Farmer Bill, on the other hand, saw an opportunity to turn this into a feature that could protect his sheep and draw some sheep from other farms, since so many sheep jumped his fence to go to the nicer pastures of Firefox Ranch and Chrome Acres.

You're saying that IE having DNT on by default is a feature that could win users over from other browsers. However, if a user is aware of and cares about DNT, they would never switch to IE just because it's enabled there by default. It's easier to just enable it in their existing browser than it is to switch to another browser that has it on by default.
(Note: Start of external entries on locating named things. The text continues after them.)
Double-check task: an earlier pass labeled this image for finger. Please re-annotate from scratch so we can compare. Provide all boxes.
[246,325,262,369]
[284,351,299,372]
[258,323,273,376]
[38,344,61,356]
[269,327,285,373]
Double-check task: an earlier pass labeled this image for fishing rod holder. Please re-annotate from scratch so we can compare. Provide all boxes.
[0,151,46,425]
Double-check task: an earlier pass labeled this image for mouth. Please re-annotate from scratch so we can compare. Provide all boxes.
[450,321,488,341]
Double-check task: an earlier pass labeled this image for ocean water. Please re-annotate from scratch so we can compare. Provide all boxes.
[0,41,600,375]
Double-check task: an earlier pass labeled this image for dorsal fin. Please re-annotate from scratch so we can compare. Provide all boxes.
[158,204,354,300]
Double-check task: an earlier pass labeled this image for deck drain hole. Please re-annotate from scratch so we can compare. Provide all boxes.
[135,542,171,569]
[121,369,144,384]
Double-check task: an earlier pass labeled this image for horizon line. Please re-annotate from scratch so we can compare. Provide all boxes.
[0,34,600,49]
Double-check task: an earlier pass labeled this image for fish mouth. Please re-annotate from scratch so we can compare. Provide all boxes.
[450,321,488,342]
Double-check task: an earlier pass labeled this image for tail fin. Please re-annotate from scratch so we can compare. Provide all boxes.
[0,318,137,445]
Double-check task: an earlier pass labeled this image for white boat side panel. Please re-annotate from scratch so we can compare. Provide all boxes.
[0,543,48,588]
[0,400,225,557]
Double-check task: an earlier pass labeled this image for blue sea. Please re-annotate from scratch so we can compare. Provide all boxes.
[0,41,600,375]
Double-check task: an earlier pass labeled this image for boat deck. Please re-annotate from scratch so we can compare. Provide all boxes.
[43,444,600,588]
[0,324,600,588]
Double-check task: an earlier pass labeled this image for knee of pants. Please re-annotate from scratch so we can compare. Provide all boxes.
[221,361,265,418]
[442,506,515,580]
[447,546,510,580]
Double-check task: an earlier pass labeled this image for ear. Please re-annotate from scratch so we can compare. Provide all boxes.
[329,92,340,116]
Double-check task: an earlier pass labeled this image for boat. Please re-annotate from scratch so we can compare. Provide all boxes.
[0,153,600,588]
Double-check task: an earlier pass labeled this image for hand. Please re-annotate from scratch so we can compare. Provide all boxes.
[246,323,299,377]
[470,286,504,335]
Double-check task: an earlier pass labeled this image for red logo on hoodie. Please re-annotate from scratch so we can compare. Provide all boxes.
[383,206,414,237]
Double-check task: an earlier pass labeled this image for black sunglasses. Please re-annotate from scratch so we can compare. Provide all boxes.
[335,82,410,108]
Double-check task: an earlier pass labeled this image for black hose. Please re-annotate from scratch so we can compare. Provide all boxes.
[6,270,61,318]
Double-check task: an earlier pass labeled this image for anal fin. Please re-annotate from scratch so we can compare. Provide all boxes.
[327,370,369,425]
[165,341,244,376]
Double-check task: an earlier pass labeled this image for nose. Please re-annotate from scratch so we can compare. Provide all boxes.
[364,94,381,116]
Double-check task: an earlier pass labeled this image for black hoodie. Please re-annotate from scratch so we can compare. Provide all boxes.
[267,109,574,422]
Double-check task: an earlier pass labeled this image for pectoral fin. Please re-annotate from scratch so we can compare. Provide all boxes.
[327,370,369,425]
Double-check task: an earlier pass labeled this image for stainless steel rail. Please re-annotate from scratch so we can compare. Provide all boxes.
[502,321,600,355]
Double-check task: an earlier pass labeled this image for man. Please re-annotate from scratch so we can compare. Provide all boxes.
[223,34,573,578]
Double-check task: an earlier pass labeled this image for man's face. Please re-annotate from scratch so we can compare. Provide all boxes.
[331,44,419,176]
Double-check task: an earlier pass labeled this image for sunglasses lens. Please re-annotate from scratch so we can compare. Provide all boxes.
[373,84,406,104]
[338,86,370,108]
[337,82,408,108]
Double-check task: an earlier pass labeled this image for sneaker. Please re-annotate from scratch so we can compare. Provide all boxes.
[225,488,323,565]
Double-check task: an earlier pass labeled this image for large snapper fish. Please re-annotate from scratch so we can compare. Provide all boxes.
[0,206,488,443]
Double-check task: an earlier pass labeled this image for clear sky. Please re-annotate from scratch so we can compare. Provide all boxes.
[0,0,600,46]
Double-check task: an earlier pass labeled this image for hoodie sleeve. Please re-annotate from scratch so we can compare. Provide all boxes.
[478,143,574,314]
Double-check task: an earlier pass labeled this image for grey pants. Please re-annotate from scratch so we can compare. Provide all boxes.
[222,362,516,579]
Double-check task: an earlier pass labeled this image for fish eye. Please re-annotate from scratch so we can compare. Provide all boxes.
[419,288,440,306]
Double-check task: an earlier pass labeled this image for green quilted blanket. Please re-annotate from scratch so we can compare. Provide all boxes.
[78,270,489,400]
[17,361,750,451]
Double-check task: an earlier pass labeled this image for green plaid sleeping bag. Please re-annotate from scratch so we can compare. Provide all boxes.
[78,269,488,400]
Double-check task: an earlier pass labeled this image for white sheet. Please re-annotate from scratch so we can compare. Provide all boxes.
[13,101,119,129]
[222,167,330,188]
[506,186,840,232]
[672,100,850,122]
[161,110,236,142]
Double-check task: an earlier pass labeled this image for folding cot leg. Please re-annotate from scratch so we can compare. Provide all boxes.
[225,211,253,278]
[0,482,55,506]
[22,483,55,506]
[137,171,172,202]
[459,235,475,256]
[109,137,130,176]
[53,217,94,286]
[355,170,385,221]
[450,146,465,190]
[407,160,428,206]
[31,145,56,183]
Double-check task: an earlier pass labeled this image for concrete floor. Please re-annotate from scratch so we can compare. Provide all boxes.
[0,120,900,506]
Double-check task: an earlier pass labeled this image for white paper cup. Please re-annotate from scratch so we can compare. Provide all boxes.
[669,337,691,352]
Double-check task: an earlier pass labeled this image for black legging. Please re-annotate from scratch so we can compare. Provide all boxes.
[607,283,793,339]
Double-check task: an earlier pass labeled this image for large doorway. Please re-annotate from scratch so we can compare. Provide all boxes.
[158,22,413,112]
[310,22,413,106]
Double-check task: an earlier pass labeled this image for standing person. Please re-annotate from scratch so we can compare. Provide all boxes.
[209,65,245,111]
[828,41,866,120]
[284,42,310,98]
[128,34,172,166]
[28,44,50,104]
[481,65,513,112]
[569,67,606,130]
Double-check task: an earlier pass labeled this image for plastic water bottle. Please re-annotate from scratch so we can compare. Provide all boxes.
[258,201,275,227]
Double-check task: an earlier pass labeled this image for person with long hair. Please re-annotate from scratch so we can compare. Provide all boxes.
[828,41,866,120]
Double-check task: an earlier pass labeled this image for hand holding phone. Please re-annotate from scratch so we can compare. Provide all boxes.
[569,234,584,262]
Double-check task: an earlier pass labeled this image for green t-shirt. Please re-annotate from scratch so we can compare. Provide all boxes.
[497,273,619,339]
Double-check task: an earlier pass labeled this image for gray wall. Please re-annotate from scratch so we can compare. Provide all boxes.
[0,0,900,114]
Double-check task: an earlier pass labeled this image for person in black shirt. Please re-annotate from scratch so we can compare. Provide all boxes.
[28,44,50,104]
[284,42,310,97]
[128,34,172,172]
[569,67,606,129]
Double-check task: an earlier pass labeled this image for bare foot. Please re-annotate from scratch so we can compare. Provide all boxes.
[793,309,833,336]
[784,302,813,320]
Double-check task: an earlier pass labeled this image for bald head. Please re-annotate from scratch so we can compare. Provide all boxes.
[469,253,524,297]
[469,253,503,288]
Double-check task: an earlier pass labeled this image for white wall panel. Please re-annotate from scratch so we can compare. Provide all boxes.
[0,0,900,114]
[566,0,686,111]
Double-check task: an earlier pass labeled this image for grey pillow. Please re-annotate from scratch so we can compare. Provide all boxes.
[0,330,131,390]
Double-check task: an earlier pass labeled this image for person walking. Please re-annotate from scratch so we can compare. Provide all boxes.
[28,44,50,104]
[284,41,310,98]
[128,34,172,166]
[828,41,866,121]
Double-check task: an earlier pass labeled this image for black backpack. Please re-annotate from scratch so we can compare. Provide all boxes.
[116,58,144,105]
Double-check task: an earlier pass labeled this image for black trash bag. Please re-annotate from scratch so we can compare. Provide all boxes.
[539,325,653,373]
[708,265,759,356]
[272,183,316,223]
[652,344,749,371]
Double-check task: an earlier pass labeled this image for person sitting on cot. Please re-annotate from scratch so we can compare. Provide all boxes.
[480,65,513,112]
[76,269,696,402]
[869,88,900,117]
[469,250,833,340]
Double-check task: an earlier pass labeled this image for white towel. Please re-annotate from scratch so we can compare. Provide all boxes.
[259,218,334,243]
Also, yes, the idea of advertisers voluntarily respecting a flag like this is ludicrous, but it's in their best interests to do it. The alternative for them is technical measures like adblock that completely cut them out of the picture. However, I think their historical behaviour implies that they do whatever they can get away with, so any measure that relies on voluntary good behaviour from them is destined to fail.

Comment Re:Vaporware or crapware? (Score 1) 73

I have to say, having scrolled through all of these negative comments, I really feel for you for trying to respond to so many of them without losing your head. Not all of us readers feel the need to put down the little guy just because you got some attention on Slashdot. I'm saddened that so many are taking the time to do this instead of just skipping over the article.

Comment Re:Qt and open source (Score 3, Informative) 278

For clarity regarding the original post, this means that Qt has been freely available for commercial use for the last few years.The LGPL is the same license that is used by glibc on Linux, so if you release commercial software for Linux, you will be using LGPL code anyway unless you deliberately avoid it. Unless you statically link an LGPL-licensed library, the licensing requirements are pretty easy to fulfill.

Comment Re:Adds new import to the phrase "keep off the gra (Score 1) 126

You wouldn't just tax energy usage, you'd cut something similar, like sales taxes, in exchange for the tax increase, and then explain to the public that it's really an opportunity to lower their taxes if they use energy more efficiently (i.e. find and replace inefficient appliances, and shift as much usage as possible into off-peak hours). It would still get stiff resistance from anyone in the energy supply chain, but that's pretty standard for public politics.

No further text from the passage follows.